28 October 2016

Ou Sont Les Cyclistes Jeunes d'Antan?

Ou sont les neiges d'antan.

If you recognize that line, you've probably seen (or at least read) The Glass Menagerie.  As great an artist as he was, Tennessee Williams didn't write that line:  He took it from Ballade des dames du temps jadis (Ballad of the Ladies of Ancient Times), a poem Francois Villon wrote some four centuries earlier.

The line means "Where have the snows of yesteryear gone?"  Most of us, I believe, have asked some version or another of that question at least once in our lives:  perhaps when looking at an old photo album or yearbook, for instance.

Even if I have no connection to the subjects of an old image, I can't help but to wonder who they are and where they might be now.  

This photo was taken by John E. Scott and is dated 27 October 1954.  Posted on the website of the Alabama Department of Archives and History, it shows boys with bicycles they'd won in a contest which may have been sponsored by the Montgomery Examiner in Alabama.

Hmm...Not only do I wonder where those boys are, I wonder whether any of them are still riding today.  One can hope!


  1. Tell me where, in what foreign place
    Is Flora, who wore Roman dress...

    Where is the love of Abelard,
    The prudent Heliose...

    One of my favorite poems of all time. Thank you for calling it up.

    But, back on topic... (?)

    Old photos are more than intense or magic. The essence of photography is always that it captures a MOMENT. These people are standing there, in their place, in their time, as they were right then. Old photos can be reshot, reconstructed. People can be dressed "authentically" and in "authentic" surroundings. But the result is always false. They are dressed up, acting a part. A real 50 or 100 year old photo has a different quality about it. Everybody stands around, and even if they were posing, they were really doing it in 1954 or 1921. This quality cannot be duplicated. It has been said that people smiled slightly different 50 year ago or 100 years ago. Maybe.

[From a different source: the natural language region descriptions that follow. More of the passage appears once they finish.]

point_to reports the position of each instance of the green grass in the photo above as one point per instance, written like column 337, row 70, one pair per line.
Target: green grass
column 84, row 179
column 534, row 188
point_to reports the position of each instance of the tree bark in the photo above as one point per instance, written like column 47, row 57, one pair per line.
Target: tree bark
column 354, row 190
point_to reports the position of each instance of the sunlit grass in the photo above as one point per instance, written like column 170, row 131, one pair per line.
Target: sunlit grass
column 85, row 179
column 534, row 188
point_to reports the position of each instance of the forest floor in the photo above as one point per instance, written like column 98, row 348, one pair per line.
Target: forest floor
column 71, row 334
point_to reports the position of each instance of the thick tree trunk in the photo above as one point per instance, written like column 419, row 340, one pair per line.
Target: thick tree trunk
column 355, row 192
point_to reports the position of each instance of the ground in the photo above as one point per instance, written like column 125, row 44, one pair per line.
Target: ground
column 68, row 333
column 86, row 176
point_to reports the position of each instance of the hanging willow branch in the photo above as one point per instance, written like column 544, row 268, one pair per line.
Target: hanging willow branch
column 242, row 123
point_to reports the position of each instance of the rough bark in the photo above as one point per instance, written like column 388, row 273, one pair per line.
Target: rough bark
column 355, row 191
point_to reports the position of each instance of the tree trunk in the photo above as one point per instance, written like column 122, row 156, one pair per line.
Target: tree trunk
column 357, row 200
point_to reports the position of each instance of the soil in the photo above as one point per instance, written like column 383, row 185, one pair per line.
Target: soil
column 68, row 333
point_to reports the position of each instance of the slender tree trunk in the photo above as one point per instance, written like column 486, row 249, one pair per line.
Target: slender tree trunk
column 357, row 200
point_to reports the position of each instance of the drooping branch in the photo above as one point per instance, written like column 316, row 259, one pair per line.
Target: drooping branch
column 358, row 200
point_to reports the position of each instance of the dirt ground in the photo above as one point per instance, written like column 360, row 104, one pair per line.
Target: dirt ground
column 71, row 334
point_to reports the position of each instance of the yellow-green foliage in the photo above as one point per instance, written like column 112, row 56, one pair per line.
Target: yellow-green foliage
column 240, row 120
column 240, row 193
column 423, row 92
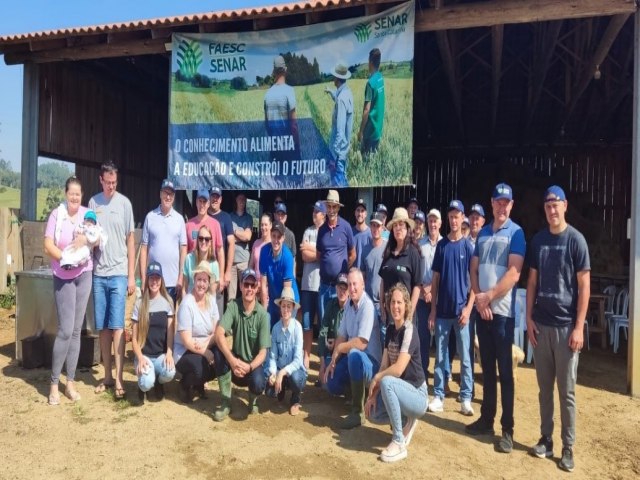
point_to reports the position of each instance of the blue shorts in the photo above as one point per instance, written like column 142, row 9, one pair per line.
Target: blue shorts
column 109, row 301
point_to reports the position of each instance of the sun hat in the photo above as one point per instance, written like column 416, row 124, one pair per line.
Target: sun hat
column 288, row 296
column 333, row 197
column 400, row 214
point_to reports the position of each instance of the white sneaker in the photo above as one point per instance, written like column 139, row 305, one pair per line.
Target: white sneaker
column 466, row 408
column 395, row 451
column 408, row 430
column 436, row 405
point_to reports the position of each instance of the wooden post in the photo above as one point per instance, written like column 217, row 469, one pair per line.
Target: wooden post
column 633, row 357
column 29, row 171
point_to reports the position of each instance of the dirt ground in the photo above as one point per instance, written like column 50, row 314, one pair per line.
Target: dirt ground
column 102, row 438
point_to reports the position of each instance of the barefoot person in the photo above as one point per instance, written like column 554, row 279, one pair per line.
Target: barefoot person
column 285, row 367
column 399, row 389
column 71, row 288
column 152, row 337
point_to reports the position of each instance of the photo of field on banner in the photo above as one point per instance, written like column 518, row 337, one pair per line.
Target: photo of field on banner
column 318, row 106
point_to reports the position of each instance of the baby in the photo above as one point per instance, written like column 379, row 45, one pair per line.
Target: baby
column 72, row 256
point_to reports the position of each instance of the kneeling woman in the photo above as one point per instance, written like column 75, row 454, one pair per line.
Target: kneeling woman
column 285, row 368
column 399, row 389
column 152, row 338
column 197, row 320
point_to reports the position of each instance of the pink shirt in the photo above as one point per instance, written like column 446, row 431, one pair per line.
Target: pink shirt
column 193, row 225
column 65, row 238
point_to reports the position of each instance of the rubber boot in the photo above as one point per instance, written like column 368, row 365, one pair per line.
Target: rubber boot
column 356, row 417
column 224, row 382
column 253, row 404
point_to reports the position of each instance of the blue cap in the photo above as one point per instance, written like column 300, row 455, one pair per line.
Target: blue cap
column 202, row 194
column 319, row 206
column 477, row 208
column 456, row 205
column 167, row 185
column 501, row 191
column 154, row 268
column 91, row 215
column 248, row 273
column 553, row 194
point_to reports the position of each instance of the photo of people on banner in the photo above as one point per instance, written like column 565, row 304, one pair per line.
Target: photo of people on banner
column 317, row 106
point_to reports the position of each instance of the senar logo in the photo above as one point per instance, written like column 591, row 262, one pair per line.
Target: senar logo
column 362, row 32
column 189, row 58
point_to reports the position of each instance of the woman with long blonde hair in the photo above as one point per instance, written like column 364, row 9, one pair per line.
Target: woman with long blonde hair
column 153, row 332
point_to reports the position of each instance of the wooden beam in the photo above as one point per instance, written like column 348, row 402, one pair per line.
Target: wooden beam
column 497, row 37
column 449, row 63
column 89, row 52
column 501, row 12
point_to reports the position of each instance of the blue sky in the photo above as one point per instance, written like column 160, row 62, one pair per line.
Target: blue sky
column 36, row 15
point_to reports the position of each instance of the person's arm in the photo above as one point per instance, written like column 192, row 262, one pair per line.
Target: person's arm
column 576, row 340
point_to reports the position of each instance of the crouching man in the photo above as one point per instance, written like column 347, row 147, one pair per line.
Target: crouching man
column 248, row 322
column 357, row 351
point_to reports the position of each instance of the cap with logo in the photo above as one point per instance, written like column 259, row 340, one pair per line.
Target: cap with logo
column 554, row 194
column 502, row 191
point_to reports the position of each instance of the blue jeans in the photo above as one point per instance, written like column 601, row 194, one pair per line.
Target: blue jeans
column 443, row 332
column 309, row 305
column 355, row 366
column 398, row 400
column 109, row 299
column 158, row 370
column 325, row 293
column 495, row 338
column 423, row 310
column 294, row 382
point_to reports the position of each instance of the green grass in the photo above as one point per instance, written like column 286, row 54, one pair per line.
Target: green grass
column 11, row 198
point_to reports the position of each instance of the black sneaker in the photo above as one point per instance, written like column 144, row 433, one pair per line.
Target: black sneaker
column 505, row 445
column 480, row 427
column 544, row 447
column 566, row 462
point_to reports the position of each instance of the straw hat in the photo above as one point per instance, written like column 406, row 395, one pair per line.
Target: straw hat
column 288, row 295
column 333, row 197
column 400, row 214
column 203, row 267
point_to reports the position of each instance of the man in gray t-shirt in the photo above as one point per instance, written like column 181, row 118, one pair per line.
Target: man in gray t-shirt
column 113, row 273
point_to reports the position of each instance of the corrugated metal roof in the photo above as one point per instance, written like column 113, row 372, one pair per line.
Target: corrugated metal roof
column 224, row 15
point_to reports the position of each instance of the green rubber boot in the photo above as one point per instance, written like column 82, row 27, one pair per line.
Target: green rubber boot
column 356, row 417
column 224, row 383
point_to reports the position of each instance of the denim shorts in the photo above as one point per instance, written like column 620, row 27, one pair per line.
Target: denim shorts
column 109, row 301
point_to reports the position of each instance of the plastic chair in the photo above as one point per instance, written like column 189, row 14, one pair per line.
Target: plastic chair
column 620, row 321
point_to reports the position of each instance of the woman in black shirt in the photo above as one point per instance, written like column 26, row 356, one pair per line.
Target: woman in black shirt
column 399, row 388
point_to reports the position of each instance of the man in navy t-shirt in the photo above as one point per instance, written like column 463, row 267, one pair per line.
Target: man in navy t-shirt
column 558, row 292
column 453, row 301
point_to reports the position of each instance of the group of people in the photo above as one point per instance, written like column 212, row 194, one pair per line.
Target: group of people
column 379, row 293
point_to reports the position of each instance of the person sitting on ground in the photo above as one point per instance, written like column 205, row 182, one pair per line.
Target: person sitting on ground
column 197, row 319
column 243, row 362
column 285, row 365
column 153, row 331
column 399, row 389
column 203, row 252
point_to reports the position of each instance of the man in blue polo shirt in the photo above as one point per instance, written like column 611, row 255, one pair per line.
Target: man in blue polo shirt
column 164, row 240
column 335, row 249
column 276, row 269
column 450, row 295
column 495, row 271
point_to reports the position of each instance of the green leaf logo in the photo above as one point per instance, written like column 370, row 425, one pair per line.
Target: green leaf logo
column 362, row 32
column 189, row 58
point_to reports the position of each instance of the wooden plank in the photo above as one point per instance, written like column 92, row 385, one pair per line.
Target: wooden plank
column 501, row 12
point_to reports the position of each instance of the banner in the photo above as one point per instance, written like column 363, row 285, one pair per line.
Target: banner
column 318, row 106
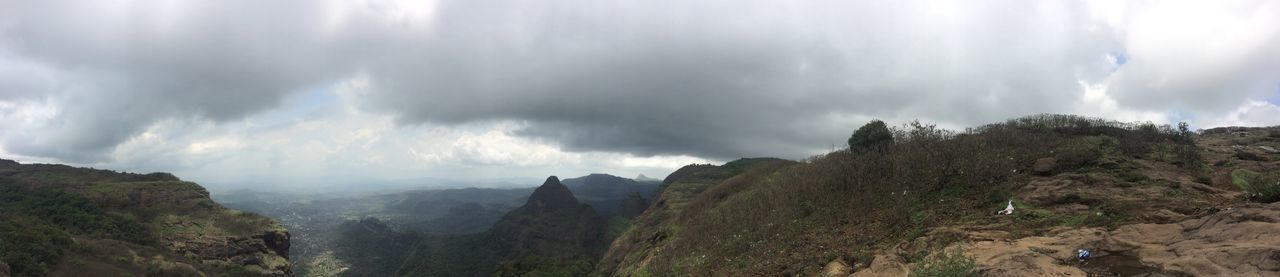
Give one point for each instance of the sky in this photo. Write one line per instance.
(301, 94)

    Authenticity, belonging to a time and place, is a seriously discussed question these days. My own impression of a modern night club: " A place where people drink, and pretend, trying to show off to others, how much they are enjoying themselves".

    And: "where are the Snowdens of yesteryear gone?"... Catch 22


  2. Leo, you could have quoted all of Villon and I wouldn't have minded!

    What you say about photographs clarifies something for me. I know that some people do not think they are art--at least in the traditional (i.e., pre-photography) sense. But capturing a moment, I believe, is a creative act, so I think photography (authentic ones, as you say) belong next to other forms of art. As with any other art, there are things that can be done in it that can't be done in other forms, and vice-versa.

    (I think now of the poet-teacher who told that if whatever we want to say can be expressed in some other medium, such as a short story, that is how it should be expressed.)

    "The Snowdens of yesteryear": I love it!